MEXICO CITY (Reuters) - A powerful 6.7 magnitude earthquake shook Mexico on Saturday, killing at least two people, knocking out lights in parts of the capital and sending people rushing into the streets.
There were no immediate reports of severe damage or injuries in Mexico City but emergency services said one person was killed when a house collapsed in Iguala, a small city between the capital and the tourist resort of Acapulco.
Another person was killed when a rock fell on a small van on the Mexico City-Acapulco highway.
"I was dreadfully afraid, I thought it was never going to end," said Laura Gonzalez, who was drinking in a bar in the capital at the time of the quake, which lasted 40 seconds.
A severe earthquake in 1985 killed thousands of people and wrecked parts of Mexico City, and many residents live with the fear of a repeat.
"I was on the fifth floor when I felt it. It was a very strong shake," said Amor Lajud. "My dogs started barking. I just rushed out for the exit and got out.
Lajud lives in an apartment building in the fashionable Condesa neighborhood of Mexico City, which suffered serious damage in the 1985 quake.
Shoppers at a popular department store in the Condesa district rushed out to the street, some of them crying and shouting, and traffic lights were out at several intersections, causing traffic jams.
The epicenter of the quake was in the southwestern state of Guerrero, 28 miles from Iguala, and was 40 miles deep, the U.S. Geological Survey reported. It was felt in other states including Michoacan, Puebla and Hidalgo, local media reported.
"The most damage was in Iguala because the epicenter was very close to there," a spokesperson for Guerrero emergency services said.
Landslides had closed highways in the Pacific coast state but the duty fire officer in Acapulco said that while residents of the port city felt the earthquake, there were no reports of damage.

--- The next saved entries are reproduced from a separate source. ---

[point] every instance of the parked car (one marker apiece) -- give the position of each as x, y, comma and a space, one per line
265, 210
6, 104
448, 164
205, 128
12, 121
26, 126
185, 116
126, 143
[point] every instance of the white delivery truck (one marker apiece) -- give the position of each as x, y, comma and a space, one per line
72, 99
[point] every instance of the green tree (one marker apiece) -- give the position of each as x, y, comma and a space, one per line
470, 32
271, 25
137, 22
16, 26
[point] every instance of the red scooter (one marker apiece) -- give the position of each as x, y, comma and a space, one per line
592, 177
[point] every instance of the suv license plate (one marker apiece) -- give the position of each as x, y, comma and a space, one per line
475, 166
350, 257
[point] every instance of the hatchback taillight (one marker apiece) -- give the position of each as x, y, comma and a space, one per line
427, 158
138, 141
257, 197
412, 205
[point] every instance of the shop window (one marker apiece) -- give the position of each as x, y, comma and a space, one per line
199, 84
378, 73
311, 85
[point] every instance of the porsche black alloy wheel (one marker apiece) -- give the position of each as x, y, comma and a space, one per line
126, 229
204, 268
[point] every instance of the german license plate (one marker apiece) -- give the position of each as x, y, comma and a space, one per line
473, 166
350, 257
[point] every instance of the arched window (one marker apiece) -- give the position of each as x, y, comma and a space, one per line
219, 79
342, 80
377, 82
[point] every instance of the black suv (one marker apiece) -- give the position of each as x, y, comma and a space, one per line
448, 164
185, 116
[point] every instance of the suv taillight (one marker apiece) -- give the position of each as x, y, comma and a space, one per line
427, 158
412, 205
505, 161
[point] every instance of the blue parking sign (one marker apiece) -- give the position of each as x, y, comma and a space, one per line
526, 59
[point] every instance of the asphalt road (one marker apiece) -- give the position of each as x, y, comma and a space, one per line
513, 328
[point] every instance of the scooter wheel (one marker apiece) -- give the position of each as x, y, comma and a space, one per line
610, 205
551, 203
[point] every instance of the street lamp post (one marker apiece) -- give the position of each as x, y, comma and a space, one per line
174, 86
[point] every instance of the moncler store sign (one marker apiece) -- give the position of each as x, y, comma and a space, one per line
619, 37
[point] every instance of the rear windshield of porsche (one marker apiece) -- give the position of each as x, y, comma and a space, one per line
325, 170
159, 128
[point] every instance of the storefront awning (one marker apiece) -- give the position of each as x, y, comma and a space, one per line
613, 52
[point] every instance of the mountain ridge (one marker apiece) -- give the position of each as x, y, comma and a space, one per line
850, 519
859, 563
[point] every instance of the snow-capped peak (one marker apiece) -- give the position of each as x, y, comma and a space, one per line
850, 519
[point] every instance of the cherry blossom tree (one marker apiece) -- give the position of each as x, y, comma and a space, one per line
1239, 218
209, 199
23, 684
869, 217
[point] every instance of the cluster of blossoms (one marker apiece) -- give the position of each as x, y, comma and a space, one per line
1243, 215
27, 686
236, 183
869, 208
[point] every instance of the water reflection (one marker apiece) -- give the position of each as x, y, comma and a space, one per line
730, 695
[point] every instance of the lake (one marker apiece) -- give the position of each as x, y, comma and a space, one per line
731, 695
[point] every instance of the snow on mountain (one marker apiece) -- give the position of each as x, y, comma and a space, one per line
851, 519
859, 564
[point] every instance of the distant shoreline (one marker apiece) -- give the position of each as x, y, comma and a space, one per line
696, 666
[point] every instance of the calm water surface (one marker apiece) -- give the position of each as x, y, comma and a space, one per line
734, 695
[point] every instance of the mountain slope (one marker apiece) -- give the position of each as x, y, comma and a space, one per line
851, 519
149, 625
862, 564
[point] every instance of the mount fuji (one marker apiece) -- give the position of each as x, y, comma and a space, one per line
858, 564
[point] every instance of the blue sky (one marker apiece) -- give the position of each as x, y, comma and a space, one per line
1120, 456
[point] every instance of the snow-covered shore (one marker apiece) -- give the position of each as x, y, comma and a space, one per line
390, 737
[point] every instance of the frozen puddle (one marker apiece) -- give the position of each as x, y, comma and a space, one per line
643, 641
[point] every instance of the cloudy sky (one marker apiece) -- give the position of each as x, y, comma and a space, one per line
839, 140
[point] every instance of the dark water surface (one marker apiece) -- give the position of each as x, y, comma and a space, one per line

Power was knocked out in many districts of the capital and one building was evacuated, but Mexico City Mayor Marcelo Ebrard said water services, the subway and the airport were working normally.
"The city center is fine, there are people skating on the ice rink," Mexico City emergency services spokesman Manuel Mondragon said of the winter entertainment set up in the central Zocalo square. "At the moment, there is no reason for concern."
A source from phone operator Telcel said services went out briefly in some sections of the city as the mobile network was overloaded with people trying to call family and friends.
State oil monopoly Pemex, which has few installations on the Pacific coast, said there were no reports of damage.